A monoped's jump height and energy consumption depend on both, its mechanical design and control strategy. Existing co-design frameworks typically optimize for either maximum height or minimum energy, neglecting their trade-off. They also often omit gearbox parameter optimization and use oversimplified actuator mass models, producing designs difficult to replicate in practice. In this work, we introduce a novel three-stage co-design optimization framework that jointly maximizes jump height while minimizing mechanical energy consumption of a monoped. The proposed method explicitly incorporates realistic actuator mass models and optimizes mechanical design (including gearbox) and control parameters within a unified framework.
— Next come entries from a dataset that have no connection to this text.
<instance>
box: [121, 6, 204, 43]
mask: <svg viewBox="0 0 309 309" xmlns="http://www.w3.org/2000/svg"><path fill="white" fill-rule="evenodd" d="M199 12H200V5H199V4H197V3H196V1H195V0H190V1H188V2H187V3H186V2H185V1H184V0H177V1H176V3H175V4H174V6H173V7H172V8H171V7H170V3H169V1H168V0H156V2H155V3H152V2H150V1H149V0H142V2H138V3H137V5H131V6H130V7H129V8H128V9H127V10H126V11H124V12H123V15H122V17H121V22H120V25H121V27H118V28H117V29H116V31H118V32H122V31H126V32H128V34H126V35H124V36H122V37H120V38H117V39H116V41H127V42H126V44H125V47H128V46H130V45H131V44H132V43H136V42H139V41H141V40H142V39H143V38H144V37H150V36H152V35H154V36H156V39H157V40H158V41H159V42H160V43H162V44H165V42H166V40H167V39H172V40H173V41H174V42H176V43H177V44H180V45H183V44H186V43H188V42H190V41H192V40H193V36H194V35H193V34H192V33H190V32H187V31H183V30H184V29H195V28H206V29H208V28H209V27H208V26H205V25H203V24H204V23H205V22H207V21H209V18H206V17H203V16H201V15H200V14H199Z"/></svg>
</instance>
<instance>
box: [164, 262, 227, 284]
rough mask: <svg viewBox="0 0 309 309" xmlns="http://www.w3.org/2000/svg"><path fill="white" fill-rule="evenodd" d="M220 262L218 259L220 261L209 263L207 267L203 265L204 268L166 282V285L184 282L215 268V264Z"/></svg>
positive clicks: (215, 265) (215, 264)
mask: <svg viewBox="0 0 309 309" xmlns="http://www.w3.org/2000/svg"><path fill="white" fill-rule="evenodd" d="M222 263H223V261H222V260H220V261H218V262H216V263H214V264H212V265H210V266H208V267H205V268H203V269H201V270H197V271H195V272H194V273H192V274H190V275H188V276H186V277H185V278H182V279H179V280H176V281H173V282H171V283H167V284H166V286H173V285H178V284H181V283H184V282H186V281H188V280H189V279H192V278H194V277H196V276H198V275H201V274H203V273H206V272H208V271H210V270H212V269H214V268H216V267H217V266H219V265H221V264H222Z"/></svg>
The resulting design outputs are then used to automatically generate a parameterized CAD model suitable for direct fabrication, significantly reducing manual design iterations. Our experimental evaluations demonstrate a 50 percent reduction in mechanical energy consumption compared to the baseline design, while achieving a jump height of 0.8m. Video presentation is available at http://y2u.be/XW8IFRCcPgM

Figures (8)

• Figure 1: Overview of the proposed methodology
• Figure 2: Mass modeling of actuators and leg links. (a) Actuator mass model for ISSPG and ESSPG: motor dimensions and gear parameters determine all component dimensions, yielding total mass. (b) Leg-link mass model: link lengths $l_1$ and $l_2$ define remaining part dimensions to compute total leg-link mass.
• Figure 3: Link-length to mass mapping, derived from the leg link mass model described in Section \ref{['monoped arch']}.
• Figure 4: The system is modeled as a parallel linear spring–damper of length $l$, the distance from the base center to the foot. A torsional spring models angular deflection about the world-frame y-axis from a fixed vertical (z-axis). The robot’s mass is assumed concentrated at the base.
• Figure 5: Overview of the three-stage co-design framework. Stage-1: Actuator Optimization computes optimal gear parameters for a given motor, mapping gear ratio to actuator mass. Stage-2: Co-design Optimization uses CMA-ES to optimize gear ratios, link lengths, and control parameters. Stage-3: Template CAD Generation auto-generates a parametric CAD model for visualization and prototyping.